Una lamentela miope, e spesso fatta in malafede, basta vedere quello che sta succendo in questi giorni; l’ennesimo rialzo del prezzo del greggio ha fatto scattare una serie di rincari che stanno colpendo a pioggia tutti i settori che dipendono dal petrolio, ed ecco che allora ci si accorge di quanto sia utile avere una moneta forte, come era fino a poche settimane fa l’euro, capace di fare assorbire con minori sofferenze le impennate del prezzo dell’oro nero.
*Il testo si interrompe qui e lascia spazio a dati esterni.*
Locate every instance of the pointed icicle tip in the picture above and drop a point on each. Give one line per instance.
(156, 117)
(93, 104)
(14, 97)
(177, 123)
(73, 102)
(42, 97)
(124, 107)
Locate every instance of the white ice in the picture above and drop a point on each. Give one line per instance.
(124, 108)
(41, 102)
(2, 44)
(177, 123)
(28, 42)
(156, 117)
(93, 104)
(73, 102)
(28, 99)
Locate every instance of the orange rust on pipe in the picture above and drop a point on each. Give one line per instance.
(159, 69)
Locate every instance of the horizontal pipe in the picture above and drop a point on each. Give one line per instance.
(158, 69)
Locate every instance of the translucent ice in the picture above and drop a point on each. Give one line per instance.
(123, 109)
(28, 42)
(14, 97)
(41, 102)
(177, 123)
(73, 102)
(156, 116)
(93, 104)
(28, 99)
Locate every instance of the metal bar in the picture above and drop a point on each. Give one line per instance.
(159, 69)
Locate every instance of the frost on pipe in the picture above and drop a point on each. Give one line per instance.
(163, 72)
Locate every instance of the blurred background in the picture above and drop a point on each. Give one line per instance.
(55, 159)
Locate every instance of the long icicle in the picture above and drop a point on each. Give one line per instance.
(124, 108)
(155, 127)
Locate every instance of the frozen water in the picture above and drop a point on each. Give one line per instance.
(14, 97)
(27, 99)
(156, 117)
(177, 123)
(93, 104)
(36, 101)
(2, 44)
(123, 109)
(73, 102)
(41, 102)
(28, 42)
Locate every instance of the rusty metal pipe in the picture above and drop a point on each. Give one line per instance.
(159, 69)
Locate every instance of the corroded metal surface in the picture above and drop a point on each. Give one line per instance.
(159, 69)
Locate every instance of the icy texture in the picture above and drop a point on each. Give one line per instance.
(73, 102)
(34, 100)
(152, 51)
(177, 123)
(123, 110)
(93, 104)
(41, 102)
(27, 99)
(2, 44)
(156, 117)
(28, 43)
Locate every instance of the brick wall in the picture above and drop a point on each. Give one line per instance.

Inutile quindi pensare alla Lira con nostalgia, oggi come oggi non ci sono alternative alla moneta unica. Meglio accettare questo dato di fatto e pensare invece a come rimettere mano a quella “casa comune europea” che pare arrivata ad una fase di stallo.

Da questo punto di vista il semestre che vedrà l’inglese Tony Blair presiedere l’Unione non è certo partito con il piede giusto. I leader dei maggiori Paesi europei pochi giorni fa non sono riusciti a trovare un accordo sul bilancio comunitario, e questo non è un segnale molto incoraggiante.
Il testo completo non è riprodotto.